To assess whether the administration of the ultra-short–acting β-blocker esmolol in cardiac surgery could have a cardioprotective effect that translates into improved postoperative outcomes.
Patients undergoing elective cardiac surgery with preoperative evidence of left ventricular end-diastolic diameter >60 mm and/or left ventricular ejection fraction <50%.
Patients were assigned randomly to receive either esmolol (1 mg/kg as a bolus before aortic cross-clamping and 2 mg/kg mixed in the cardioplegia solution) or placebo in a 1:1 allocation ratio.
Measurements and Main Results
The primary composite endpoint of prolonged intensive care unit stay and/or in-hospital mortality occurred in 36/98 patients (36%) in the placebo group versus 27/102 patients (27%) in the esmolol group (p = 0.13). In the esmolol group, a reduction in the maximum inotropic score during the first 24 postoperative hours was observed (10 [interquartile range 5-15] v 7 [interquartile range 5-10.5]; p = 0.04), as well as a trend toward a reduction in postoperative low-cardiac-output syndrome (13/98 v 6/102; p = 0.08) and the rate of hospital admission at one year (26/95 v 16/96; p = 0.08).
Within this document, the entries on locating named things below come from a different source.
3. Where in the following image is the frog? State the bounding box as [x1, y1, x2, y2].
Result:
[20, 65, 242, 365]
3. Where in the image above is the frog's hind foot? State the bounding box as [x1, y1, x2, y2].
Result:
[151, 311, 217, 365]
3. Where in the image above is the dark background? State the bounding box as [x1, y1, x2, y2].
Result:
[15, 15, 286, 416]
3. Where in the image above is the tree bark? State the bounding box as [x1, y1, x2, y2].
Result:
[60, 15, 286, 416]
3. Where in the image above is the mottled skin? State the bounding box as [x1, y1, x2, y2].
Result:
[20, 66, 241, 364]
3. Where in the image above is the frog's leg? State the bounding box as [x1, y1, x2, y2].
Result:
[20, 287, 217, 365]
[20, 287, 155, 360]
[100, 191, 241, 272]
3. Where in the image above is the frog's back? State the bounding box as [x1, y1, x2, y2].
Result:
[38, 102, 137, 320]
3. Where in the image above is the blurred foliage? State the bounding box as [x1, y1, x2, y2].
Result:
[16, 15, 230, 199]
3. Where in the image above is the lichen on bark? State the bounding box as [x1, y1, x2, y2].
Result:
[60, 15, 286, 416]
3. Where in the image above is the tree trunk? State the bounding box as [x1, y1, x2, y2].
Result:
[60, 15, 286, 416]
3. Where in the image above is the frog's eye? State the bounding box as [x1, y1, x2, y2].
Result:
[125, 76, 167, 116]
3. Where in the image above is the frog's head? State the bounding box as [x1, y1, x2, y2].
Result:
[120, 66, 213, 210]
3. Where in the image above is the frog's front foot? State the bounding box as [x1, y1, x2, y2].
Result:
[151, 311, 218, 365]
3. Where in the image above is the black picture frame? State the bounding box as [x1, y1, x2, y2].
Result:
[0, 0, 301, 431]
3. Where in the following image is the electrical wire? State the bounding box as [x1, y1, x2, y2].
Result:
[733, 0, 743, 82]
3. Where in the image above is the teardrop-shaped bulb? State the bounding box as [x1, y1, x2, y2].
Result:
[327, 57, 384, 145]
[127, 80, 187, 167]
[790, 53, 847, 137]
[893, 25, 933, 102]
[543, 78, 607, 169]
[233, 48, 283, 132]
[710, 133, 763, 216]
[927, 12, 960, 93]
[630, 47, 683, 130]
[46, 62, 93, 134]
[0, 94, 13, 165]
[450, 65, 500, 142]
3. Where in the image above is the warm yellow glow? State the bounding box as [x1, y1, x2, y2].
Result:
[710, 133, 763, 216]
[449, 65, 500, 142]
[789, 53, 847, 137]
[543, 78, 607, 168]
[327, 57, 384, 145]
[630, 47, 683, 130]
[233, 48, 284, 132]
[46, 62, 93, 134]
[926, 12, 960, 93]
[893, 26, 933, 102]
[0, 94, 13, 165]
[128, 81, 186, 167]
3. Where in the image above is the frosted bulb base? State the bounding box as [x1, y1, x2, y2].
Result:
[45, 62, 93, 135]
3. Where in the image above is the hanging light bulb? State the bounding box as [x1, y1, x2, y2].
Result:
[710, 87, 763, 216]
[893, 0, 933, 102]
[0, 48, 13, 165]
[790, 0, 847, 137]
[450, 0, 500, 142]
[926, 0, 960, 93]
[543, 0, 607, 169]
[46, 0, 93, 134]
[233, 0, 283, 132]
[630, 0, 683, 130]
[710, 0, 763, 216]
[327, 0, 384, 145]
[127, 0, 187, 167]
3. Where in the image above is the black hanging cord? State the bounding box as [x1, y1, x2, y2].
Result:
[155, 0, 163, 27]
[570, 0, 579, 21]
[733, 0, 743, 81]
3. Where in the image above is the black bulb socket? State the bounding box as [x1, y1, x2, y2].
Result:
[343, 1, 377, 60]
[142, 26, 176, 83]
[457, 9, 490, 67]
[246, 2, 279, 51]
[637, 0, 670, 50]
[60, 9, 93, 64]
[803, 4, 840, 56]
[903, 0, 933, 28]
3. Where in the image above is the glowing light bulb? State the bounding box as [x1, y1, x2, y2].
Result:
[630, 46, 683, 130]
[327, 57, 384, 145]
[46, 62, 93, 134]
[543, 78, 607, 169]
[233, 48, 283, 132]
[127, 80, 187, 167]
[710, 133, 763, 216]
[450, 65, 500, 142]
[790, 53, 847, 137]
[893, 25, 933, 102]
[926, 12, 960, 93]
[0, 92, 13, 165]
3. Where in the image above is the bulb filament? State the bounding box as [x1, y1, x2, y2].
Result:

A trend toward an increase in the number of patients with ejection fraction ≥60% at hospital discharge also was observed (4/95 v 11/92; p = 0.06).
In the present trial, esmolol as a cardioplegia adjuvant enhanced postoperative cardiac performance but did not reduce a composite endpoint of prolonged intensive care unit stay and/or mortality.